En 1976, Joe Dassin envahit les hit-parades avec "Ça va pas changer le monde", puis en 77, c'est le titre "A toi" qui emporte les faveurs du public. D'un naturel discret sur sa vie privée, Joe Dassin fait cependant la Une des magasines en 1978, année de son mariage avec Christine Delvaux, une jeune femme que le chanteur a rencontrée en Normandie deux ans plus tôt. Au milieu d'une foule d'admirateurs et de journalistes, le mariage a lieu le 14 janvier 1978 dans un petit village de Provence, Cotignac, où Joe Dassin possède une maison. Leur voyage de noces se déroule en Amérique du nord, entrecoupé cependant de concerts et d'enregistrements. Alors qu'il chante au Canada, naît le 14 septembre à Paris, son fils Jonathan.

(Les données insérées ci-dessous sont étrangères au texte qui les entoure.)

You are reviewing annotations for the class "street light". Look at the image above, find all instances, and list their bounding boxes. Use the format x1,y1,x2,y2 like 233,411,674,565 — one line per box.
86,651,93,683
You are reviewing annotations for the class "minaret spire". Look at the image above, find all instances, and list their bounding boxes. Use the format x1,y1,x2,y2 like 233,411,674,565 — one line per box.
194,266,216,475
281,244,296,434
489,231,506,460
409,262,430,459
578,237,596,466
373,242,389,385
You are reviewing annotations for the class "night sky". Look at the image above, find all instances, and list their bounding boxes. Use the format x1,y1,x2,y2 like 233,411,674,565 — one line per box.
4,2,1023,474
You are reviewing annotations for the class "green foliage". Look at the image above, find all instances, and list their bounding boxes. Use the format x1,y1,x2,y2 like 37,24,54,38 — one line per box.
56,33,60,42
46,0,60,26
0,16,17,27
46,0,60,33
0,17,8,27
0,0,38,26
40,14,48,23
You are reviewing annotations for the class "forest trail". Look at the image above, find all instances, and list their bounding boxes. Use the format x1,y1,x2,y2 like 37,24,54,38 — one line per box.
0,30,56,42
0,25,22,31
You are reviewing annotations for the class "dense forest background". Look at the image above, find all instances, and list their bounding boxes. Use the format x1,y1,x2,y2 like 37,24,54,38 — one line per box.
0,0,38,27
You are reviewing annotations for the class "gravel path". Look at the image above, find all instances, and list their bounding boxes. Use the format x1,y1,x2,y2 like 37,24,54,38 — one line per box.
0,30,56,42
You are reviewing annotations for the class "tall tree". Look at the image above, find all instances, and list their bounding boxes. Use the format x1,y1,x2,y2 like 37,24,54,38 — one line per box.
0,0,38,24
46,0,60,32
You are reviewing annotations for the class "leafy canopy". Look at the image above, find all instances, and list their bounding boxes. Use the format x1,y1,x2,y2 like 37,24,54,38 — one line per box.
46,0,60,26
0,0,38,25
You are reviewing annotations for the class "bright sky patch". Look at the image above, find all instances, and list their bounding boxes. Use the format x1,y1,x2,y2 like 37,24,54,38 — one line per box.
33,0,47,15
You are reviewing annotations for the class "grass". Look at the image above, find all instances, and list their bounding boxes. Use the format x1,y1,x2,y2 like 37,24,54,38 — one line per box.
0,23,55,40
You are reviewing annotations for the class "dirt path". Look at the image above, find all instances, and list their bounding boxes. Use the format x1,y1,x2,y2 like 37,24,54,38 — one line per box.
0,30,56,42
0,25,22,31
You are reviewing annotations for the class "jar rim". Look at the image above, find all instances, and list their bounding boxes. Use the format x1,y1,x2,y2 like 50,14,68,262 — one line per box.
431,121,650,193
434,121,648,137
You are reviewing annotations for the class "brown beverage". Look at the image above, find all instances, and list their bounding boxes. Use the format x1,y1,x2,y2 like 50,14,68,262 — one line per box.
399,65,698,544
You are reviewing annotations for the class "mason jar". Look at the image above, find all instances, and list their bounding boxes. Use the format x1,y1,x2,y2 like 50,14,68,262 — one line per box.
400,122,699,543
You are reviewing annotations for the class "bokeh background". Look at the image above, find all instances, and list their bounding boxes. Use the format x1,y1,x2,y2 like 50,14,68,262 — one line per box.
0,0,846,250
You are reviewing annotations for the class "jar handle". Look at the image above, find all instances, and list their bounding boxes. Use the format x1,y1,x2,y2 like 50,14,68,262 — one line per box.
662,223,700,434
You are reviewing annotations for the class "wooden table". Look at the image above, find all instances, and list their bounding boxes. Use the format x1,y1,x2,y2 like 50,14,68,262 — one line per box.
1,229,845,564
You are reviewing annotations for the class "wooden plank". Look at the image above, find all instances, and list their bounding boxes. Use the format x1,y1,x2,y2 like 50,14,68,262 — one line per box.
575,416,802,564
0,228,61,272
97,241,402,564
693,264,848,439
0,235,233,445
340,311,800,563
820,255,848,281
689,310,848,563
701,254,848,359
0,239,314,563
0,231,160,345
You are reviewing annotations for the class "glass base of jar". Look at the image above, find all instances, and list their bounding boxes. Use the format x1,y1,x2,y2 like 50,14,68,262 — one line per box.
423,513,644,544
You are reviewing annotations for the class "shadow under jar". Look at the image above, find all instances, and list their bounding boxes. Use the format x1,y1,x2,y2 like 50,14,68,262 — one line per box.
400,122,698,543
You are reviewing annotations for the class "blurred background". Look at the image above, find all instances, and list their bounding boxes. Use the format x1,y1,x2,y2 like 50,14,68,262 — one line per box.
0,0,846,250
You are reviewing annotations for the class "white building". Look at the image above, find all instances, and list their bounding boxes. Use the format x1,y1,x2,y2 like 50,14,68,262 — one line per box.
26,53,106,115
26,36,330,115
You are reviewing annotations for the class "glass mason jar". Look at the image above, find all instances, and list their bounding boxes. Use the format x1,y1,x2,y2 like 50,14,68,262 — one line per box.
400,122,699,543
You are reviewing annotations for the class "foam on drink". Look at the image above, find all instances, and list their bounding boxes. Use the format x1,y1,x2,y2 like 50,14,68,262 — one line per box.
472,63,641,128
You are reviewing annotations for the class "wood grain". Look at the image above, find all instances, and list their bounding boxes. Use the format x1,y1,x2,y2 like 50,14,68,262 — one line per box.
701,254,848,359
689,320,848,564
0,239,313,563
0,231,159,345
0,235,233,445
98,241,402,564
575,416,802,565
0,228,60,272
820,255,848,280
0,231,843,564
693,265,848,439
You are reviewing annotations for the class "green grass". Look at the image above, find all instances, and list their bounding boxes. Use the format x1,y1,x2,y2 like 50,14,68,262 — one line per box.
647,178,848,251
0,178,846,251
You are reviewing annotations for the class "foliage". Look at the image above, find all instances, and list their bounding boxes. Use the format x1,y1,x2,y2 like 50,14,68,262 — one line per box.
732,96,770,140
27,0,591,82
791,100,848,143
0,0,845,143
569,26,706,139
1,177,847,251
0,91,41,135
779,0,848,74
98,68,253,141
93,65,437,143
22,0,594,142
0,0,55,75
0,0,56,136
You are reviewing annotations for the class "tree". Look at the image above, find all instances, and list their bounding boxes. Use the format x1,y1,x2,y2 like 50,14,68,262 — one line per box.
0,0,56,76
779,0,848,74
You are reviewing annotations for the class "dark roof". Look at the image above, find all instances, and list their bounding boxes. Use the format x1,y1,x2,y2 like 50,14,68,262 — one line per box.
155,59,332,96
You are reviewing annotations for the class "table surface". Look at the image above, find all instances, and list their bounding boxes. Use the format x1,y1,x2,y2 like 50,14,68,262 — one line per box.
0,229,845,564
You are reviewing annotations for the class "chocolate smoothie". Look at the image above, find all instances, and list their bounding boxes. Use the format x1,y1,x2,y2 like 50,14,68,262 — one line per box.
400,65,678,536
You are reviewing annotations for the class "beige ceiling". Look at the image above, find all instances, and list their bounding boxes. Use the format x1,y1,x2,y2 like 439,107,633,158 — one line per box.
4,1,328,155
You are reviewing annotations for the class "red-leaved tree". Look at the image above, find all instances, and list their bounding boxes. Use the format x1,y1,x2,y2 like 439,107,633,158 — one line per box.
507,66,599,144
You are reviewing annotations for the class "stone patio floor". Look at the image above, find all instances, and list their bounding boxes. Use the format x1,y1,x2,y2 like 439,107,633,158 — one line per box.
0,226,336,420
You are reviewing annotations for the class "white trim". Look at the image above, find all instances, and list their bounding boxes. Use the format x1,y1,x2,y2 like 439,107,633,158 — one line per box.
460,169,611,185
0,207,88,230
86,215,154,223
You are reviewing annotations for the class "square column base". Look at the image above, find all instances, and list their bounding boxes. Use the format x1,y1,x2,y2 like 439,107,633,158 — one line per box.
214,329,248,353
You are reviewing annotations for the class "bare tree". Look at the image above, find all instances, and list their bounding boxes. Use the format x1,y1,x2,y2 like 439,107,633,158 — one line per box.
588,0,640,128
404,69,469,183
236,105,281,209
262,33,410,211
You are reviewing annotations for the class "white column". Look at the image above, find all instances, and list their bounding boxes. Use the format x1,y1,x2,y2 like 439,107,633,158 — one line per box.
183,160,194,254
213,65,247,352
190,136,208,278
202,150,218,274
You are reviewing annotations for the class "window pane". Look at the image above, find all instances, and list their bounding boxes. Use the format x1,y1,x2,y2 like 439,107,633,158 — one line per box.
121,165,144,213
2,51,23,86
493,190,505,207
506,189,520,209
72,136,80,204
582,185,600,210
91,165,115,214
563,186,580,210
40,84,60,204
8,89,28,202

En 1979, Joe Dassin monte sur la scène de l'Olympia pour la dernière fois. En décembre, une alerte cardiaque doublée d'une opération due à un ulcère à l'estomac, affaiblit le chanteur, qui annule toutes ses tournées. En mars 1980, naît un deuxième enfant, Julien. Mais, le couple divorce quelques semaines plus tard. Dans les mois qui suivent, Joe Dassin est victime de deux accidents cardiaques, à Paris puis à Los Angeles. Le 11 juillet , il donne un dernier gala à Cannes, puis part se reposer chez lui à Tahiti avec ses fils, sa mère et quelques amis. Là, il meurt d'un ultime infarctus le mercredi 20 août lors d'un déjeuner dans un restaurant de Papeete.
Extraordinairement populaire, Joe Dassin appartient au patrimoine de la chanson française. Très écoutées et très vendues dans le monde entier, ses chansons sont encore aujourd'hui, presque vingt ans après sa mort, largement diffusées sur les ondes.